The Government had allocated LAFICO a large chunk of land in a block in the Serenje area. This district is some four hundred kilometres North of Lusaka off the main Tanzania Road about fifteen kilometres east of the DRC boundary on the Congo Pedicle. Access roads were poor although they existed, it required a bridge over a large river to give access to the larger portion. By this time we had a really good team within ourselves or subcontractors. Peter Sheppard did the water engineering and irrigation, supported by Doug Lawrence on the GSI work. Dr Alouis Hungwe doing the soil classification. Paul Cartwright, my partner, did the modelling and prepared the format of the business plan while I was project lead. I really enjoyed coordinating this type of work in Africa, it always has its challenges but is rewarding when successful. It is like living an agricultural dream on paper. The implementation at a future date is the hard part.

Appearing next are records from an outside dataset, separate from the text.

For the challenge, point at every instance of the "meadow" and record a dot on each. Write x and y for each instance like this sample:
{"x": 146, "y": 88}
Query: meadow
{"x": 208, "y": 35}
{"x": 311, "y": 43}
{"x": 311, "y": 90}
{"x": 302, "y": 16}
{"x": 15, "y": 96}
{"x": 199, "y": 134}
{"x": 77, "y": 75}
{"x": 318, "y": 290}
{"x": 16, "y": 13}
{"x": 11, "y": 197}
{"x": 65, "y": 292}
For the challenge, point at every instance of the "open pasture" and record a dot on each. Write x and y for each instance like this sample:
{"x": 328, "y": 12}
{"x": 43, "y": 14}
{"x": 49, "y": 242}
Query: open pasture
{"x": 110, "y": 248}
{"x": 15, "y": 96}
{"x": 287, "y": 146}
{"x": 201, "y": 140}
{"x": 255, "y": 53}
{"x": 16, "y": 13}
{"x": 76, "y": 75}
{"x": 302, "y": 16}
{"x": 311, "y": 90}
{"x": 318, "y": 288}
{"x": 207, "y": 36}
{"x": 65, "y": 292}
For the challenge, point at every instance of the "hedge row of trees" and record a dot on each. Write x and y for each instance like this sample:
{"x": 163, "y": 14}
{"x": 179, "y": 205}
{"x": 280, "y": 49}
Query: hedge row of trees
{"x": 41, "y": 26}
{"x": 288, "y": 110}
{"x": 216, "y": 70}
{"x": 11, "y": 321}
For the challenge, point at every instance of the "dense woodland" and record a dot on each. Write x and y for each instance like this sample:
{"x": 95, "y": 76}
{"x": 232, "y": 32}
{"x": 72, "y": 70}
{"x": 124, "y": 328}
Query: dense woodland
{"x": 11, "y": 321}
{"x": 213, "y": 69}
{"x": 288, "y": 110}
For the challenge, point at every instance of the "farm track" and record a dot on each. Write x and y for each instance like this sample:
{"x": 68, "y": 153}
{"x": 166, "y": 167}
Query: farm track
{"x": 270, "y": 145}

Of course on investigating the LAFICO project, although allocated a huge area, we found the majority of the soil was unsuitable for cultivation, being shallow with many stoney outcrops. The arable that was there was limited and although there was a strong flowing river it would have been difficult to irrigate due to the static head. Just across the river we identified a large chunk of arable land which the Zambian Government for reasons unknown was denied to LAFICO, even following their requests for its use. I have often wondered why, as the same land some 15 years later is now developed. Logistics, markets and irrigation are still a challenge though, all of which with LAFICO money could have been overcome.